The true cost of downtime

It’s said that almost every factory loses at least 5% of its productivity because of downtime–with some losing as much as 20%.

But even worse, 80% of companies cannot calculate their downtime correctly. Some are underestimating them by as much as 300%.

This translates to a lot of profit loss–without understanding the seriousness of the problem, or even the ability to plan or account for it.

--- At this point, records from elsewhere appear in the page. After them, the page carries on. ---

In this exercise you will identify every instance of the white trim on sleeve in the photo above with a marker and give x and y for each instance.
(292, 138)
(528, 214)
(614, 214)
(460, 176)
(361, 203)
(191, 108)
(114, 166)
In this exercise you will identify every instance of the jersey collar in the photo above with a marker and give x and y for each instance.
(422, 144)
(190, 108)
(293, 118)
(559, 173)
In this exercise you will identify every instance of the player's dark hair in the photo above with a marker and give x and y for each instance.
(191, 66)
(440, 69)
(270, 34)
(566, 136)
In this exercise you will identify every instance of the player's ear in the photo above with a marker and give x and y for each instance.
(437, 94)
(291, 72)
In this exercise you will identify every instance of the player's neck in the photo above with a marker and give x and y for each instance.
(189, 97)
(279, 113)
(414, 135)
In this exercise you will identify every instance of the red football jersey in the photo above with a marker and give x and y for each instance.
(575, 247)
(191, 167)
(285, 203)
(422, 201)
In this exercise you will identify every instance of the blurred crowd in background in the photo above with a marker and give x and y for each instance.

To keep unplanned downtime from eroding profitability and performance, we can work the true cost of downtime out by this simple formula…

 

Downtime £’s = Tangible Costs + Intangible Costs

 

So, what are tangible costs? 

  • Lost production – All production is seen as potential profit – so profit being lost whilst costs remain high can hit a company’s bottom line hard during downtime.
  • Lost capacity – When demand for the manufactured product increases, production can scale up to accommodate demand. A recent survey found that 29% of companies could not service or support specific equipment or assets during downtime. As a result, fewer operational systems make production up-scaling far more difficult to accomplish.
  • Direct & indirect labour – Employees are usually still being paid during downtime, especially during unplanned downtime. During this time, they’re operating at reduced capacity, or not working at all, whilst costing the company just as much to pay them during working hours. Even if the employees can still work at reduced capacity, the issue causing the downtime often distracts employees. Plus, there may be other employees that need to take on extra work to resolve the problem.
  • Wastage costs – This is a big one, especially in the food and beverage manufacturing industry. There may be raw materials, such as perishables, now deemed as unusable. Also, don’t forget about any materials that need to be scrapped because of the failure.
  • Machine repair – Determine the costs related to repair of the machine, either temporarily or permanently. Costs could be even more significant if the machine-produced inaccurate products over a long period. Costs may also include scrap expenses, additional parts, and delivery costs.

 

What are the intangible costs? 

  • Customer service or lack of – 46% of companies experiencing downtime couldn’t serve their customers’ needs. If manufacturing downtime has a financial impact on customers, trust in the company will fade, and they may lose customers.
  • Responsiveness – less downtime allows a company to be more responsive, enabling it to satisfy its customers more efficiently.
  • Stress both on machines and employees – When machines are experiencing issues that cause downtime, other machines in a manufacturing facility need to work more quickly and/or work longer hours to make up for the decreased production. This puts stress on a machine and increases the likelihood of machine malfunction. Also, employee fatigue, because of downtime stress, can lead to lower productivity levels.
  • Brand reputation – The digital world we now live in means word-of-mouth can spread faster and further than ever before. Above all, customers expect you to deliver on your promises. If you haven’t got a contingency plan, or the same issues crop up again and again, then you’re on very shaky ground.
  • Innovation – When everyone is stressed out and playing catch-up, they don’t come up with great innovative ideas that could bring down costs or increase staff productivity.

 

Money is lost every minute a machine is down.

By responding to potential failures quickly allows maintenance to be carried out as soon as something isn’t quite right.

Also, by understanding the viable lifespan of a machine – by utilising performance data – you can build a picture of overall health for each machine. This will ensure cost efficiency for determining when parts may need repairing.

 

Don’t let downtime be your downfall.